Rien de vraiment nouveau sous le soleil de Santiago. Toute communiste qu’elle soit, Camila Vallejo a déjà pris position en 2020 en condamnant « les violations des droits de l’homme par le régime Maduro » après le rapport très contestable de Michelle Bachelet, la haute-commissaire aux droits de l’Homme de l’ONU (HCDH) [44]. Après son élection, Boric se distinguera lors d’une interview donnée le 21 janvier 2022 à la BBC : « Le Venezuela est une expérience qui a plutôt échoué et la principale démonstration de son échec, ce sont les six millions de Vénézuéliens de la diaspora [45]. » Boric, Vallejo ou les membres de la jeune garde qui les accompagnent sont des trentenaires, nés après 1986. Aucun d’entre eux n’a subi personnellement les coups de la dictature de Pinochet. Aucun n’a été confronté directement aux agissements de l’impérialisme. Ils ont certes dirigé des cortèges, hurlé des slogans, le nez recouverts de foulards contre les gaz lacrymo, mais une manifestation étudiante n’a rien à voir avec l’affrontement d’un régime totalitaire ou d’une déstabilisation. On ne leur souhaite pas de le découvrir. Mais, pour l’heure, la guerre psychologique et informationnelle battant son plein, leur discours ravit les analystes, commentateurs et autres intellectuels organiques qui voient en eux, et surtout en Boric, les tenants d’une « nouvelle gauche » en rupture avec le courant « autoritaire, dictatorial », de Cuba, du Nicaragua et du Venezuela.

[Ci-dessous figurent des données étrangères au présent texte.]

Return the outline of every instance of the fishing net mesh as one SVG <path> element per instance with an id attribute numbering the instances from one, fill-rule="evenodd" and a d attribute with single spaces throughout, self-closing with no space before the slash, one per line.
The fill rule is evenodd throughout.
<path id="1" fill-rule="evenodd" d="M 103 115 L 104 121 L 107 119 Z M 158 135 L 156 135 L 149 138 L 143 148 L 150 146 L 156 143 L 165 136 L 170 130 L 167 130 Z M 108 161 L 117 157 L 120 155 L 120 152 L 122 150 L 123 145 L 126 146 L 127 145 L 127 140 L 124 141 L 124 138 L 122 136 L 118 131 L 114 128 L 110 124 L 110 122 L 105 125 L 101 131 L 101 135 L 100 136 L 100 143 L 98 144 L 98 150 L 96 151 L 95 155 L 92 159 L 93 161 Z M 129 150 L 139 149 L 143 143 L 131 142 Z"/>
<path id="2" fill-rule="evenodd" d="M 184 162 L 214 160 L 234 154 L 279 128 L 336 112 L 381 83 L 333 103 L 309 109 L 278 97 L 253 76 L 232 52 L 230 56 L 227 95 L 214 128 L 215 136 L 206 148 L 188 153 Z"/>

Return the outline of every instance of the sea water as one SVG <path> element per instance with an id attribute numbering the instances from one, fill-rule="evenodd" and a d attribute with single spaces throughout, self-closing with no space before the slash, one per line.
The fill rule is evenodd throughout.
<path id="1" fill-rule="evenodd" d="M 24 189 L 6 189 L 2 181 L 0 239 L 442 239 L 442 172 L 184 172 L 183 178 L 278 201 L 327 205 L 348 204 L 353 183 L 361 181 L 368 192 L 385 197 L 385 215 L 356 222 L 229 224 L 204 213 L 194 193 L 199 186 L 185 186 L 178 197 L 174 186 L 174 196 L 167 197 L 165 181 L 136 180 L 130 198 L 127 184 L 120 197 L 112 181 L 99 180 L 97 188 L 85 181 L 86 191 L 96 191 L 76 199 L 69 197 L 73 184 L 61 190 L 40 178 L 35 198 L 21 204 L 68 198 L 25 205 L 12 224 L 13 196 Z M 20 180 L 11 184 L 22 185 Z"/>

Cette posture ne fait pas l’unanimité. S’y opposent des voix qui ont l’avantage d’opposer des arguments solides aux hypothèses chéries par les politiciens qu’effarouchent tout ce qui est trop « hors consensus » ou dérangeant. Dès août 2018, une chilienne dite « anonyme », Margarita Labarca, qui a connu la dictature de Pinochet, s’adresse à Boric, alors député : « Je pense que passer du Chili à d’autres pays lorsqu’on parle des droits de l’homme, c’est être hors sujet et tomber dans les pièges de la droite. Parce que nous ne sommes pas en mesure de juger ce qui se passe dans d’autres pays sans bien les connaître. (…) Il me semble que les jeunes de votre génération ne se soucient pas de savoir si les droits de l’homme sont violés ou non au Nicaragua. Ce qu’ils veulent, c’est paraître impartiaux devant la droite chilienne. (…) Je ne connais pas le Venezuela, je n’ai pas vécu au Venezuela. Mais en regardant les choses de l’extérieur, il me semble qu’il s’y passe la même chose que ce qui s’est passé au Chili pendant l’Unité populaire. (…) Y a-t-il des pénuries, notamment de médicaments ? Oui, comme ce fut le cas au Chili à l’époque de Salvador Allende. (…) Et je vais à Cuba. Parce que j’ai vécu six ans en exil à Cuba avec ma famille et je la connais bien. As-tu vécu à Cuba ? Je ne pense pas, je suppose que tu y a été en visite [46]… »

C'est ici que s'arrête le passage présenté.